You see, the Hipster Culinary Elite, particularly in New York City, has co-opted pickling as a quaint, retrospective, haute cuisine trend. You can’t miss it. All over New York, some chef is pickling some unconventional ingredient: pickled endives, pickled apples, pickled (ugh) kale. And now, we’re all tired of pickles.

But caught up in the stink of the pickling movement is the poor pickled cucumber— an innocent, delicious classic and beloved staple of Jewish Deli cuisine. Well I will not stand by and allow the jaundice of the pickling craze to besmirch the good name of the Pickle. I will reclaim the pickled cucumber, one New York City pickle shop at a time.

Horman’s Best Pickles is perhaps New York’s humblest pickle vendor.
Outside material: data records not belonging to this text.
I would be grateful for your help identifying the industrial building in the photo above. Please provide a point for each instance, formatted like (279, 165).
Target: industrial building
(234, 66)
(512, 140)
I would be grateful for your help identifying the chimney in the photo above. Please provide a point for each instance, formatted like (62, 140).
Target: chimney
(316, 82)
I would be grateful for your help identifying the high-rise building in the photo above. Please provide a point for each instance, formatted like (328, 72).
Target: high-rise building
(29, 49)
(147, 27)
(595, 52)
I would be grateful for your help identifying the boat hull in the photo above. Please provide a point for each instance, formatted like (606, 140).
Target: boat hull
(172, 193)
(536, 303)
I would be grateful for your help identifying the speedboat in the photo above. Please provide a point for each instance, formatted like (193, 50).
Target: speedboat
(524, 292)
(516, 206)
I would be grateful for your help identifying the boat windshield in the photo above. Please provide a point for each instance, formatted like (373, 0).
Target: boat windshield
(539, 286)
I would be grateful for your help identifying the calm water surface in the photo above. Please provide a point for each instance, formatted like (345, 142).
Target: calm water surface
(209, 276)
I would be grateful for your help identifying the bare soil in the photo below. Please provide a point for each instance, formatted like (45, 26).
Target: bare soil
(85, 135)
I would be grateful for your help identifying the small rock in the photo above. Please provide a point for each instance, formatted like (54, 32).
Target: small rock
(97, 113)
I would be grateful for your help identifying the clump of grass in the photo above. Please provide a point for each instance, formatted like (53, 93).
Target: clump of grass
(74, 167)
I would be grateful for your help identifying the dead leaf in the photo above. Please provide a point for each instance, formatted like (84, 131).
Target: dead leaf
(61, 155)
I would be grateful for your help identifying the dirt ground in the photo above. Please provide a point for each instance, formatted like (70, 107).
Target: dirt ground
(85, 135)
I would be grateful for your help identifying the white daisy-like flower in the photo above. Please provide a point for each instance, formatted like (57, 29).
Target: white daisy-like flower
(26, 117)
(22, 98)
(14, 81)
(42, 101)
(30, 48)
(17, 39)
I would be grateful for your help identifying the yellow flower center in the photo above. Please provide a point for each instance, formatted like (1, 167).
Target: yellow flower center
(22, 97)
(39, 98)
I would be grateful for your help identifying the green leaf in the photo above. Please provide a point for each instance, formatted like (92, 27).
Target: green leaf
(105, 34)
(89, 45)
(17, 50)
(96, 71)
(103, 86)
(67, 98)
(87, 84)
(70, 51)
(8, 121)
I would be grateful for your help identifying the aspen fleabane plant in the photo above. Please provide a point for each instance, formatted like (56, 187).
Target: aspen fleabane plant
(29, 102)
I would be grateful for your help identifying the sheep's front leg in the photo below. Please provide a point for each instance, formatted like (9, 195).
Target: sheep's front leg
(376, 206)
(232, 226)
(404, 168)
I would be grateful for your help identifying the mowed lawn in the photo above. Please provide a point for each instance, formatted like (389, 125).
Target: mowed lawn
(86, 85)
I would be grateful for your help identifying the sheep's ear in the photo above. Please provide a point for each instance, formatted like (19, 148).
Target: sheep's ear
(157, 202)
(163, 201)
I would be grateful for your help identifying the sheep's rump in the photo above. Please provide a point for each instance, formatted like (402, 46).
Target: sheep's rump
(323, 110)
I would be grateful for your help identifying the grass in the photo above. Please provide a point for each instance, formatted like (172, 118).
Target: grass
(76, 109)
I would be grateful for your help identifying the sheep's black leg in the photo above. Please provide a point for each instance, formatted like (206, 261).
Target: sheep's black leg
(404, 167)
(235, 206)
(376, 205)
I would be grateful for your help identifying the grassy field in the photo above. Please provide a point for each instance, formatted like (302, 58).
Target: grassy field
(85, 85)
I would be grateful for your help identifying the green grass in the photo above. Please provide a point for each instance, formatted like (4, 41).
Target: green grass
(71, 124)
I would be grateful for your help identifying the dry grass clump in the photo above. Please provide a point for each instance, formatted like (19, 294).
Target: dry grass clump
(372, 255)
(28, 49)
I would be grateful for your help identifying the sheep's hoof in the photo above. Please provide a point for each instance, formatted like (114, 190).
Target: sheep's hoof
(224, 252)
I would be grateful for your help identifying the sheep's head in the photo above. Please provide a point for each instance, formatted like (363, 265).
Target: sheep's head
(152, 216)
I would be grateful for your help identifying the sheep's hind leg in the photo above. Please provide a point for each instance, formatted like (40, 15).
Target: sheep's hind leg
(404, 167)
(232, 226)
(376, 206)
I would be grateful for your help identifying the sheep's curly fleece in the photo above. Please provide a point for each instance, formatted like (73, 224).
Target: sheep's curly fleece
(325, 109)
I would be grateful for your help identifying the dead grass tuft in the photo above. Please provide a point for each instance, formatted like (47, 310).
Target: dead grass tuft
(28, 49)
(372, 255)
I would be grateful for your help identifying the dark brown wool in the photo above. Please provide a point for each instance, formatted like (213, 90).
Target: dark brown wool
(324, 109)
Operated out of a tent (A tent!) on Sixth Avenue and Carmine St., Horman’s is staffed by a team of Pickle OG’s who aren’t interested in messing around pickling sunflower stems or lima beans. Horman’s sticks to cucumbers (and the occasional tomato), and they do it perfectly. These are the pickles you ate with your Grandpa at the Deli with coleslaw and pastrami on rye, the kind Sam the Pickleman made in Crossing Delancey.

The classic varieties are all there, starting with your tried and true Full Sours. Full Sours are the brownish ones you know from the Deli. At their worst, they reek of vinegar, and the brine so overpowers the cucumber that they deflate and grow soggy. At their best, there is a burst of tartness and bitterness, but not enough to soil your taste buds forever. That’s exactly where Horman’s lands—just the right combination of garlic, vinegar, and cucumber.
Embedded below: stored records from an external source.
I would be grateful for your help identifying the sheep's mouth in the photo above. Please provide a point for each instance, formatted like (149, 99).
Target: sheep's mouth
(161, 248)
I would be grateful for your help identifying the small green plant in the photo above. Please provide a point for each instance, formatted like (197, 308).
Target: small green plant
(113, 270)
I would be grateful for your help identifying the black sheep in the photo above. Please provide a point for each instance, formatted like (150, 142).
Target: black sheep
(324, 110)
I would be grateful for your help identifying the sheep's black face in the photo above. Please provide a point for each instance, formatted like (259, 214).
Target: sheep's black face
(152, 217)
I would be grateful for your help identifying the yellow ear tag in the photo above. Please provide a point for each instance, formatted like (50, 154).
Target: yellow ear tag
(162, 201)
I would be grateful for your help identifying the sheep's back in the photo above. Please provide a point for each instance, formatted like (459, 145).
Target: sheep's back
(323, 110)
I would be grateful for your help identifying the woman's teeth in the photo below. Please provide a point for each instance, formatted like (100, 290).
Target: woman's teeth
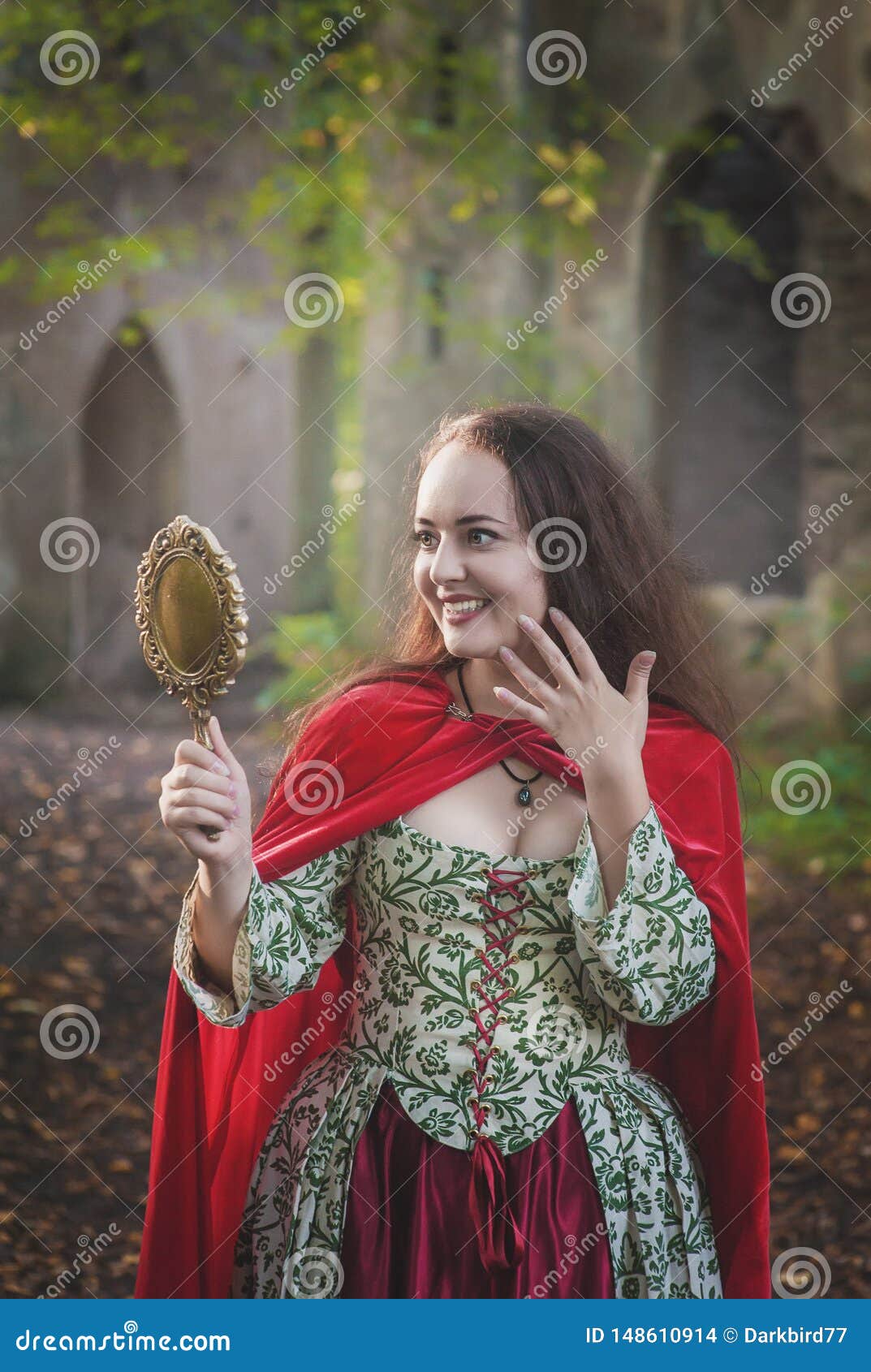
(453, 608)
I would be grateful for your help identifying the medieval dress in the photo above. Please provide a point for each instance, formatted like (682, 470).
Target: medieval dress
(487, 1031)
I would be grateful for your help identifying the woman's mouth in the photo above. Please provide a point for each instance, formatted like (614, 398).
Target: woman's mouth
(457, 612)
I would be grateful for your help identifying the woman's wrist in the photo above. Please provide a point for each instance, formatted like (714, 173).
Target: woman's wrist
(225, 885)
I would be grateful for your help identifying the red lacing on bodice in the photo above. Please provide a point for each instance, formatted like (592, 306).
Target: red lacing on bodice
(501, 1243)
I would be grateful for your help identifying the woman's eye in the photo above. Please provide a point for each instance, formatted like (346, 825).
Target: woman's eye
(424, 533)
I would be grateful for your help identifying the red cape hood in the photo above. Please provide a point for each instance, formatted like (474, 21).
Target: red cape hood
(386, 748)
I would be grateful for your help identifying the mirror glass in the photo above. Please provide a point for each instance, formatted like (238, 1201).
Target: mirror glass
(187, 615)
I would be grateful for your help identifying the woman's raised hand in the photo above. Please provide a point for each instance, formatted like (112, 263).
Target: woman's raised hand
(209, 787)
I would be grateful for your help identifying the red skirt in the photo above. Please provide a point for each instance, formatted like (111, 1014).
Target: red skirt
(429, 1221)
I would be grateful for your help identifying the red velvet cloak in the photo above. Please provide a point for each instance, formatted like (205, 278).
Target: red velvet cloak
(371, 757)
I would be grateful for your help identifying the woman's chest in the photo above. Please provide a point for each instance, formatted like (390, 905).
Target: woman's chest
(483, 813)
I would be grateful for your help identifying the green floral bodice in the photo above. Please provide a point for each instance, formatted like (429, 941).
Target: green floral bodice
(489, 990)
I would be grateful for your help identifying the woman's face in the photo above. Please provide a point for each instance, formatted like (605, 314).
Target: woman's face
(483, 557)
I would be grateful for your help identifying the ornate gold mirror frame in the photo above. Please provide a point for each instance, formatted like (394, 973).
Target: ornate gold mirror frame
(191, 619)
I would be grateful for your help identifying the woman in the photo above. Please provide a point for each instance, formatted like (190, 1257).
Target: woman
(523, 929)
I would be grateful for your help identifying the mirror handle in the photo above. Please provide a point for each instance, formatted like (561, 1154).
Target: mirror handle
(199, 719)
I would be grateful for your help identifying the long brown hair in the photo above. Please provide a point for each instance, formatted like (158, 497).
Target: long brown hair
(632, 589)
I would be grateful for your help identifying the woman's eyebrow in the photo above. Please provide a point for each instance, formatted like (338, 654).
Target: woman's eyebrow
(465, 519)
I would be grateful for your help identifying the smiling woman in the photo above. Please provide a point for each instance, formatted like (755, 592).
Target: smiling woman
(508, 859)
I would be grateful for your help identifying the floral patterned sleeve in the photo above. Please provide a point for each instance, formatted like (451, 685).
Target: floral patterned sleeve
(290, 929)
(652, 956)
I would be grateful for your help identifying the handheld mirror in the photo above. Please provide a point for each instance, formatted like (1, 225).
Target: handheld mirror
(191, 619)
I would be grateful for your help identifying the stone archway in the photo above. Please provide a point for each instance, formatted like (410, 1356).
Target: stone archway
(716, 354)
(129, 483)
Horman’s New Pickles (your Uncle Saul might have called them “Half Sours”) are even better. For the unacquainted, Half Sours are the pickles you can use to convert your ignorant, uneducated friends who insist they “just don’t like pickles.”  Bright green, with barely any discernible vinegar taste and a crisp, still-sort-of-a-cucumber flavor, these are Training Wheels Pickles for the pickle-wary.

But for those of you who know your way around a pickle barrel, let me recommend two of Horman’s funkier pickle varieties: the Brown Mustard Pickle and the Horseradish Pickle. These are New York Deli flavors you’ve eaten adjacent to pickles your whole life, and Horman’s deftly weaves them into the brine. A horseradish-vinegar pickle combo seems dangerous- one fears two super strong, overwhelming tastes battling for attention- but the balance Horman’s achieves makes the combo seem natural. And Brown Mustard: well, the bite of the mustard perfectly compliments the pickle, and the final product isn’t a pickle covered in mustard, but a superior combo of the two. It is pickle as vehicle for Deli Ethos. To risk overstating and over-sentimentalizing (But hey, this is the Internet!), these aren’t just pickles—they’re cucumbers imbued with the spirit of the New York Delicatessen.

And somehow, even though it operates out of a tent (and kudos to these guys for manning it on 25 degree winter evenings), Horman’s somehow cultivates the vibe of anold school New York Deli, albeit one run by the founder’s chiller, bearded grandsons. These aren’t a bunch of culinary school dropouts pickling coffee beans and watermelon rinds. These guys are Pickle Purists, and in their hands, the pickle is safe.